There are two basic processes underlying visual art: Additive and Reductive.  Additive mediums begin with a blank canvas and build imagery by successively adding layers and objects.  Reductive ones start with a full canvas and remove material to expose the forms within.

"Bike Beast" Charcoal Drawing by Brian Lockyear

Drawing is additive, you successively add lines and shading while pausing to see where the next should go.  Its true that with some drawing materials, particularly pencil, you can erase and go back.  But the primary process is to add material.  The fact that you cannot easily erase ink is one reason why drawing with it is so different than with pencil.  You have to make a much stronger initial commitment to each mark you make and, as a result, you draw differently.

Woodblock Print by Brian Lockyear

Woodblocks are reductive, you start with a flat plate of wood and carve away what you don’t want to print.   Mezotints are even more extreme.    The first step is to cover the metal plate with a fine-toothed field of cuttings which will print a rich deep black.  The image appears as you smooth out areas so they hold less ink and print progressively lighter.

And of course there is the great quote by Michelangelo regarding stone sculputure:  “In every block of marble I see a statue as plain as though it stood before me, shaped and perfect in attitude and action. I have only to hew away the rough walls that imprison the lovely apparition to reveal it to the other eyes as mine see it.”

Charcoal is the most balanced of media.   You build and remove layers of pigment and at will.  One of my favorite artists is William Kentridge from South Africa, with his amazing video images created from charcoal drawings and stop-motion animation.  One of the most profound images followed a newspaper blowing down a deserted street.  As the paper is erased and moved in each image frame, its ghost flys along behind it.

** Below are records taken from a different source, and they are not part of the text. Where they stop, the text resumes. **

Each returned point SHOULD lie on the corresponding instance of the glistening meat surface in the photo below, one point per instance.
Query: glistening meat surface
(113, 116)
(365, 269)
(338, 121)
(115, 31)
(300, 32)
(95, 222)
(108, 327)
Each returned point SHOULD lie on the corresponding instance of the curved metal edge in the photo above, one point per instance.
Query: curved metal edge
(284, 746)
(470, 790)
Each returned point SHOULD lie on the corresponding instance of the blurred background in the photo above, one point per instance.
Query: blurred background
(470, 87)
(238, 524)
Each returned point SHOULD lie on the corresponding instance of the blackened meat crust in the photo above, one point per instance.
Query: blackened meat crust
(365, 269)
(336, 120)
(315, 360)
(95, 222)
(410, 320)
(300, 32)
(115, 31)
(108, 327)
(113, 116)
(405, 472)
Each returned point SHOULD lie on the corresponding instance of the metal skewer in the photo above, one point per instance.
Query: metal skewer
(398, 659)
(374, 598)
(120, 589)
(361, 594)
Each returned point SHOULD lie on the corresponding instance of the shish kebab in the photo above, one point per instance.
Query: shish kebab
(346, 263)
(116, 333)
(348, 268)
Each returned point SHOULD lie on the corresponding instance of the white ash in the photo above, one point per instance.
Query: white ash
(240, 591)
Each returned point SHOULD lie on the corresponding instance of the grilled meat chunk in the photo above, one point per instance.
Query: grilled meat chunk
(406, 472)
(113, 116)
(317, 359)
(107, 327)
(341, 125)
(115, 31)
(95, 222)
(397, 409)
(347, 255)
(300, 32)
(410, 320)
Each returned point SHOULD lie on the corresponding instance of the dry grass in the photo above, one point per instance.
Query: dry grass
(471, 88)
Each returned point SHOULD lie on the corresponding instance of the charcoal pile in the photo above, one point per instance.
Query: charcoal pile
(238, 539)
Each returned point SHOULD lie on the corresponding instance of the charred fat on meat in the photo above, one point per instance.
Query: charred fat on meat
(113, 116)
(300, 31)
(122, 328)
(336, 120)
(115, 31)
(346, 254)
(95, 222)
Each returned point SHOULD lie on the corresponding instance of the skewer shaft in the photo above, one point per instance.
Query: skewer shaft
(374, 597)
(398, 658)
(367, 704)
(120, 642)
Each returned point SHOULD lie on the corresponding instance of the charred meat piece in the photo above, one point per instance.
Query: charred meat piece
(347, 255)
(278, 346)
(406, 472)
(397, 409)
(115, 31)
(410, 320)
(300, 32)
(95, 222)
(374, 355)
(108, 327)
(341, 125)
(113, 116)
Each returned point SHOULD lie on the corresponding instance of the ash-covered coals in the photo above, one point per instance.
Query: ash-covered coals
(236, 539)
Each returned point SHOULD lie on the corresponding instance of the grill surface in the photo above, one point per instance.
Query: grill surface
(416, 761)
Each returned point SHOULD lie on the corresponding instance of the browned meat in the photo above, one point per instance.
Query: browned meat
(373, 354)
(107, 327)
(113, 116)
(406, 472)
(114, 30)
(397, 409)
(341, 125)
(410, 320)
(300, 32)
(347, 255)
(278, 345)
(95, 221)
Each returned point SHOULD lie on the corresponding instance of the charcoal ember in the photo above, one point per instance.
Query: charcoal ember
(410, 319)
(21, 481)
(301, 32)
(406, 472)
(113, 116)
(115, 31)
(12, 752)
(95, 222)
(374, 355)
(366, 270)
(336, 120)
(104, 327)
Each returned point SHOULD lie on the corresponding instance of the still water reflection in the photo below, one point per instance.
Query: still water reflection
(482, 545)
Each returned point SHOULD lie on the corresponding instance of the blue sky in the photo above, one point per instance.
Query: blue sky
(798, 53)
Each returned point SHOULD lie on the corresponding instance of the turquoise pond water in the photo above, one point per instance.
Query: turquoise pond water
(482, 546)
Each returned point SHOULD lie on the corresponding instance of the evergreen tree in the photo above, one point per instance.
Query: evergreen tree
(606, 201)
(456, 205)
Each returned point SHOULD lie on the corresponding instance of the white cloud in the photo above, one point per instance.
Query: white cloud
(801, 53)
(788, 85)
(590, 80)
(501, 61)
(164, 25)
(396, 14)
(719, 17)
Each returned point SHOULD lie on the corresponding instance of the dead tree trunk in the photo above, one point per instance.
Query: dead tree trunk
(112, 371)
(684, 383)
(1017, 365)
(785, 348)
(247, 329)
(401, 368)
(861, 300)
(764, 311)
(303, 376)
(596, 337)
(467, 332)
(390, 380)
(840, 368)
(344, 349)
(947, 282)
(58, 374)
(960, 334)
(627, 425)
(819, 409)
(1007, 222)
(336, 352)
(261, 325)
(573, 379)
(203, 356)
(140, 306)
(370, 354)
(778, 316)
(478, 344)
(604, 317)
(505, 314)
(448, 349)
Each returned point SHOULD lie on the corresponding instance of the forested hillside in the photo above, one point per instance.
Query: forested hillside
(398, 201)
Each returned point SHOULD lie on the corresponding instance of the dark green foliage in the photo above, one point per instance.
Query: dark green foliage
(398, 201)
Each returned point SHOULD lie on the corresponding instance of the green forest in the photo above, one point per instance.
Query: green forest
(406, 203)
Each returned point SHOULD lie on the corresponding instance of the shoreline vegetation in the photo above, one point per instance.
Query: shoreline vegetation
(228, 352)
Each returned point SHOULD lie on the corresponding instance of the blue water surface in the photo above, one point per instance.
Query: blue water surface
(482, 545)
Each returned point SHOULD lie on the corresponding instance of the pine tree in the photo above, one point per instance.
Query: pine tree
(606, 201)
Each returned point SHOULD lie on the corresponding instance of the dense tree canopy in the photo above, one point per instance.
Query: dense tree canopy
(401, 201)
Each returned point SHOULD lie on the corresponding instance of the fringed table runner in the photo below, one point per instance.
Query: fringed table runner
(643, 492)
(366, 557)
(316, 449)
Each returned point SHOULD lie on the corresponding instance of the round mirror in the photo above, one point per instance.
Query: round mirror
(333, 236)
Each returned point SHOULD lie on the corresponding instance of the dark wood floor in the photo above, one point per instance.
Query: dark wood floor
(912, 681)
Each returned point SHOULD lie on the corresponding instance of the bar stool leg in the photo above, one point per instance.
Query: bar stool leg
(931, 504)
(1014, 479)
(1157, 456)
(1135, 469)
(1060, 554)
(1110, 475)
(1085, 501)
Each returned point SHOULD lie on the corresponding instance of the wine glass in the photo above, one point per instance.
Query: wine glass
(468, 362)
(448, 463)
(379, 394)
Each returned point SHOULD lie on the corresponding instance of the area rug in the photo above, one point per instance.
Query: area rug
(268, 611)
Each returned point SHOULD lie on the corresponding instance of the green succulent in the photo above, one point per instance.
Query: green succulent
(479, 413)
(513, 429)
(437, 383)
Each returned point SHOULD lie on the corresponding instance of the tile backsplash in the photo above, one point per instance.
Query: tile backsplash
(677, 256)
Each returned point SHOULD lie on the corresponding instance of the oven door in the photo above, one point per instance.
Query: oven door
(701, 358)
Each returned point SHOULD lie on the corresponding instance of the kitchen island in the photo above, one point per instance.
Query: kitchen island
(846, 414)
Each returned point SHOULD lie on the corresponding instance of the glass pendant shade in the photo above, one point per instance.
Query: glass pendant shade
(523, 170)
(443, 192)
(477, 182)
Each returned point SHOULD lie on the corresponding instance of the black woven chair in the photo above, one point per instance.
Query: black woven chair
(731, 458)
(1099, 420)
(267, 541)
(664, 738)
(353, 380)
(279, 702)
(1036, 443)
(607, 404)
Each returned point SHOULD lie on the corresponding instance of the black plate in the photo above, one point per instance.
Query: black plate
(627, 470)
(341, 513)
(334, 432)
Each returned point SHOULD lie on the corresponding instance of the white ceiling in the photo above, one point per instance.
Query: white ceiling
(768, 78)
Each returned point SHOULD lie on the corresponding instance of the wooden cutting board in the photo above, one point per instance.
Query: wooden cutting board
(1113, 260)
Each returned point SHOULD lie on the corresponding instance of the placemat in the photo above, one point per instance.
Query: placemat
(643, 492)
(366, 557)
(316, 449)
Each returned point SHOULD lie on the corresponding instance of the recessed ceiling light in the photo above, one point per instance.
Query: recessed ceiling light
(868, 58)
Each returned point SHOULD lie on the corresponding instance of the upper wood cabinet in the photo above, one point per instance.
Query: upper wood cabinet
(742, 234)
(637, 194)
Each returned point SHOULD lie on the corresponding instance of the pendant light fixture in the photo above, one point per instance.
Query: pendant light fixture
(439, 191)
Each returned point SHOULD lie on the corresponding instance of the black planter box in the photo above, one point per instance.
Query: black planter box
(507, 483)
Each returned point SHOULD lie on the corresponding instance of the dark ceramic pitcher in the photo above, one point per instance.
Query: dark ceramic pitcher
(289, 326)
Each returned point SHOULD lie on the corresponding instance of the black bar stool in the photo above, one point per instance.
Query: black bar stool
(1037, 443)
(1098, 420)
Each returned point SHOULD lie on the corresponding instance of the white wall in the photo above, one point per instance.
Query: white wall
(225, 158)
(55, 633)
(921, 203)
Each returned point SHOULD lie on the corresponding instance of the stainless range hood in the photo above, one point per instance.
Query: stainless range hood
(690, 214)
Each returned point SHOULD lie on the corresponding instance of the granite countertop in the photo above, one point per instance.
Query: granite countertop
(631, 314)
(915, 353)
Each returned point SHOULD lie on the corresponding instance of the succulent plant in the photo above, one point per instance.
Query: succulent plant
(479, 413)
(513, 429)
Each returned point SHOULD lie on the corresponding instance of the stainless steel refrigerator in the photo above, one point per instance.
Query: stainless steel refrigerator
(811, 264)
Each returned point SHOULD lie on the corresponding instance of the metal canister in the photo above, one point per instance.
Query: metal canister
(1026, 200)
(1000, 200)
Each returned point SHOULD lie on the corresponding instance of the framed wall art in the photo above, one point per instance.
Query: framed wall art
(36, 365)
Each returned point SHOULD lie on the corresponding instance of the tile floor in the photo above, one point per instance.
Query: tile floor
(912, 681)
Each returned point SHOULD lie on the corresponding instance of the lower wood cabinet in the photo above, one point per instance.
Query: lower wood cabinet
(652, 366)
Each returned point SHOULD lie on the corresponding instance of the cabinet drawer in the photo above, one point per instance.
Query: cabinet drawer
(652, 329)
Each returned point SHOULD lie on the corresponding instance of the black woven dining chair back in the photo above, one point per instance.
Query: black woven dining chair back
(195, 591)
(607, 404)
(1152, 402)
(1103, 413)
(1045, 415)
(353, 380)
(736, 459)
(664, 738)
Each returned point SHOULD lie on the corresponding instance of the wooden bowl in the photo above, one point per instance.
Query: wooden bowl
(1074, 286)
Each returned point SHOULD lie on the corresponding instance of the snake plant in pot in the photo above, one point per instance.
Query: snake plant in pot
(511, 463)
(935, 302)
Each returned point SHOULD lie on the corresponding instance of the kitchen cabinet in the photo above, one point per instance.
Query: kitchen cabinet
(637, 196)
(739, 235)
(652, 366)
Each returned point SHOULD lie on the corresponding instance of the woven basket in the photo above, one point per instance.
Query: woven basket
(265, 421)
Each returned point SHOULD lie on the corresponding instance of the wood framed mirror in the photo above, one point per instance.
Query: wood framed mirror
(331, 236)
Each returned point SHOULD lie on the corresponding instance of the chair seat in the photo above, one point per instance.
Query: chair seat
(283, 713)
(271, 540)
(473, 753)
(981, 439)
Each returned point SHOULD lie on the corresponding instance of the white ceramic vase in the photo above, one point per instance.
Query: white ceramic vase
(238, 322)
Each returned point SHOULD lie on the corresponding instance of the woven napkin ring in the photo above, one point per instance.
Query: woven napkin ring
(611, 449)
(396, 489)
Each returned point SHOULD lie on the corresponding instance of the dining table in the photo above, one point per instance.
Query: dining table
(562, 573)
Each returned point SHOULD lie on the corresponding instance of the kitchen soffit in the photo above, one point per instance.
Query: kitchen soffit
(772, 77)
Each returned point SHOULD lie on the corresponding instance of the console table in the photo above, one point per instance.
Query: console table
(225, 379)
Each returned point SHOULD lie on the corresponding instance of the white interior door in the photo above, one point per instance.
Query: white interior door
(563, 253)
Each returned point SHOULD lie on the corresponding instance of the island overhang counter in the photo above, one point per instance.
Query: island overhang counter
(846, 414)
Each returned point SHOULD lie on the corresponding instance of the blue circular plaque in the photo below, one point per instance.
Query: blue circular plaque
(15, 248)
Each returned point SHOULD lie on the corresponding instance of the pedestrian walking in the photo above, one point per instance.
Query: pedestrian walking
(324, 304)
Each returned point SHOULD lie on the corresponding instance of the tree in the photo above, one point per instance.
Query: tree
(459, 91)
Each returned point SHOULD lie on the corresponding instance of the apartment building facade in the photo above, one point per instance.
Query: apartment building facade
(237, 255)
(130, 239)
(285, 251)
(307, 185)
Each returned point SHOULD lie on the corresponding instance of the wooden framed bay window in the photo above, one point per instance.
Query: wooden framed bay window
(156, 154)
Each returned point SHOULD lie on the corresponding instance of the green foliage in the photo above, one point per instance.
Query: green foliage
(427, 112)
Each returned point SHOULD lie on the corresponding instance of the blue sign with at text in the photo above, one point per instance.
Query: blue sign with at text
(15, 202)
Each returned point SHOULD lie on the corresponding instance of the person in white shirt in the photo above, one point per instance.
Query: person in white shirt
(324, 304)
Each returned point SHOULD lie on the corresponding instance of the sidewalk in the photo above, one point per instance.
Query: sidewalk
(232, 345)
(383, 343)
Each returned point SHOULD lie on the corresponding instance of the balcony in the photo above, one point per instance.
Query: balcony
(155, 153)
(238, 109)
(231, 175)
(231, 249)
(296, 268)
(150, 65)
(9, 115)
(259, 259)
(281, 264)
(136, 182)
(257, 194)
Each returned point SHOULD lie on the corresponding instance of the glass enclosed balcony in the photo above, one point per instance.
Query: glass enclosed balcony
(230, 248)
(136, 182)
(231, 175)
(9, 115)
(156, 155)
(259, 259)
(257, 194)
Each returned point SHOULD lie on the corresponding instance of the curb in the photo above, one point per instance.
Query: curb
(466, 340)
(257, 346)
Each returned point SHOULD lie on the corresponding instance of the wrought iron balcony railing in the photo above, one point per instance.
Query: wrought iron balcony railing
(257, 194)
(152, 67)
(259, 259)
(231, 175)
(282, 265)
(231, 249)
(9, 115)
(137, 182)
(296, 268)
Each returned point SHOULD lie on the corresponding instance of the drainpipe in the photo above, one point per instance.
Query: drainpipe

It strikes me that life is an additive/reductive process as well.  Each day we take a look at our canvas and make choices about what to keep, what to add, and what to remove.  Its not that one process is good and the other bad.  They are just choices that we have to make.   A new mountain to climb or a windmill to leave behind.  I think it helps to be conscious not only of our choices but of whether they areadditive or reductive ones as well.  It helps clarify and keep our boundaries.    Sometimes ghosts of the past trail along behind; painful, poignant, maybe beautiful.  And once you’ve laid down charcoal its almost impossible to get back to the pure white paper underneath again.  But with time, care and learning to work with the medium rather than against it, we can create the most amazingly rich images.  Time to get back to drawing!